Twenty-hour workdays during the season are filled with endless
game films, team meetings and practice, practice, practice.
"As
a football coach in the NFL, there are no holidays,"
he said. "And my wife understands that. If you are
able to be home for Christmas, that's a bonus. All of us
love to win and hate to lose, and sometimes I take it overboard
a little bit. For instance, my in-laws won't play Monopoly
with me anymore."
Mornhinweg
tried to lure current Montana head coach Joe Glenn to the
Lions as an assistant coach before the 2001 NFL season.
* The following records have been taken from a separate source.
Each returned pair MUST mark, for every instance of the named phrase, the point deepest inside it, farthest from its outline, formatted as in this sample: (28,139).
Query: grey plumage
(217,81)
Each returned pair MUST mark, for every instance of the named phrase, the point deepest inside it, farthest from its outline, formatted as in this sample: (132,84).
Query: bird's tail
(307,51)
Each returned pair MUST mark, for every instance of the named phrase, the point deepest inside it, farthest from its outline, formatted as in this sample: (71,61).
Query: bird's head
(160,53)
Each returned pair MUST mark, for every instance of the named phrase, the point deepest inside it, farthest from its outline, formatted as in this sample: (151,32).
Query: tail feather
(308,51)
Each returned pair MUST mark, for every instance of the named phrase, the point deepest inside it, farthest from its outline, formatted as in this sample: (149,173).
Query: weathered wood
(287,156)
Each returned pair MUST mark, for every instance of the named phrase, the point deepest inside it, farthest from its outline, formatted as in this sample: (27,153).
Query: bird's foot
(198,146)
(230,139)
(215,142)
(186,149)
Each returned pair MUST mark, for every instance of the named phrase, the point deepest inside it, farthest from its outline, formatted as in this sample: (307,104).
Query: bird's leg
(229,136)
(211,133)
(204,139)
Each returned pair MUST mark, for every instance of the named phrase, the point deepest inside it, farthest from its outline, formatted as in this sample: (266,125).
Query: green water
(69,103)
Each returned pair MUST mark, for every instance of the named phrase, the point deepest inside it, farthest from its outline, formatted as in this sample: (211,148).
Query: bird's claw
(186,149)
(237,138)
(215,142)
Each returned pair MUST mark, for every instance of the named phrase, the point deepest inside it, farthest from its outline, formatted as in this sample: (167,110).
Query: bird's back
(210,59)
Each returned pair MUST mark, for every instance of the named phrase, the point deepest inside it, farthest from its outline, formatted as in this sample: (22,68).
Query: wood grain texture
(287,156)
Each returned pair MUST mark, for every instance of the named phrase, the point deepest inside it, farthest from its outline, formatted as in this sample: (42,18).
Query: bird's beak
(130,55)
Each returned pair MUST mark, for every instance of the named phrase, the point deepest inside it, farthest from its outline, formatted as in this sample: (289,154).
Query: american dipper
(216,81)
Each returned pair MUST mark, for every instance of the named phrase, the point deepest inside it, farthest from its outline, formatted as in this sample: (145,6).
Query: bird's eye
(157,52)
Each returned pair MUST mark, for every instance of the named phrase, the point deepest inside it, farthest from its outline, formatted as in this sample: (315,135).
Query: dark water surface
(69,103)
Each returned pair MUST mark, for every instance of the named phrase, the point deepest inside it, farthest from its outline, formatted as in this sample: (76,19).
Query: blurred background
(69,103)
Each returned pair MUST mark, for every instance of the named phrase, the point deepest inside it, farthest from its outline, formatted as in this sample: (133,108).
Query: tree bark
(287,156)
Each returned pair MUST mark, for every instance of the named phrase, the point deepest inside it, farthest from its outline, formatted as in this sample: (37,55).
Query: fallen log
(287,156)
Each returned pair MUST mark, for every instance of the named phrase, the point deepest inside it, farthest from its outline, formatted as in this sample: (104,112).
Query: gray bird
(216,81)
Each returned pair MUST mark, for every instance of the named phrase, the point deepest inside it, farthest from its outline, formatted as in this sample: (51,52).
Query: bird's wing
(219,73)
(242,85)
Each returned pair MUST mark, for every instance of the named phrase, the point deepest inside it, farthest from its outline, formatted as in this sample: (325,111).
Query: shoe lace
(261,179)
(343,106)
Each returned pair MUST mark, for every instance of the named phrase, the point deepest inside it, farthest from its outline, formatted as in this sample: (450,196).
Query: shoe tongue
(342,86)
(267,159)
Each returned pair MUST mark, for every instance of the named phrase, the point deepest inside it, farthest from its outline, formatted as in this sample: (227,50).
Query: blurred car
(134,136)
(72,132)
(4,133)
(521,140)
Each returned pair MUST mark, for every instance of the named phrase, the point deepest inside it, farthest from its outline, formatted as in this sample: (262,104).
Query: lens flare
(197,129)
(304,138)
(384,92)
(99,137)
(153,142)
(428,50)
Glenn had been a UM assistant when Mornhinweg played, and
the two coached together under Larry Donovan in 1985.
"I
called Joe because I have the utmost respect for Joe,"
Mornhinweg said. "I would love my son to play for the
guy, and I think that's one of the highest compliments you
can give somebody. We discussed him joining us a little
bit. And right at first I got the feeling that it was going
to be hard for him to leave because he'd only been at Montana
that one year and had already had great, great success.
I got the inclination that it wasn't the right time, and
we left it at maybe next time."
As
for Mornhinweg, he's already been extremely busy in Detroit
trying to put together a contender through the NFL draft,
trades and free-agent acquisitions. The team recently signed
receiver Az-Zahir Hakim, formerly one of the St. Louis Rams'
many offensive weapons, to a five-year, $16 million deal.
Mornhinweg
said he still follows the Griz as much as he can. Sometimes
he catches a game via satellite television. "I remember
when I was in Green Bay and Montana was in the playoffs,"
he said. "We were in pregame, and we had all these
guys that had played in Montana, so there were like 15 people
glued to the TV right before we went out. We were all rooting
for them. The whole Packer team was."
He
said football is football, no matter what level you are
playing at.
"I
have some special memories about Montana -- the state, the
school, the team I played on," he said. "You feel
the same things that you did in high school and college
when playing a championship game in the NFL. It's on a little
bigger scale, of course, but it's all a very special feeling."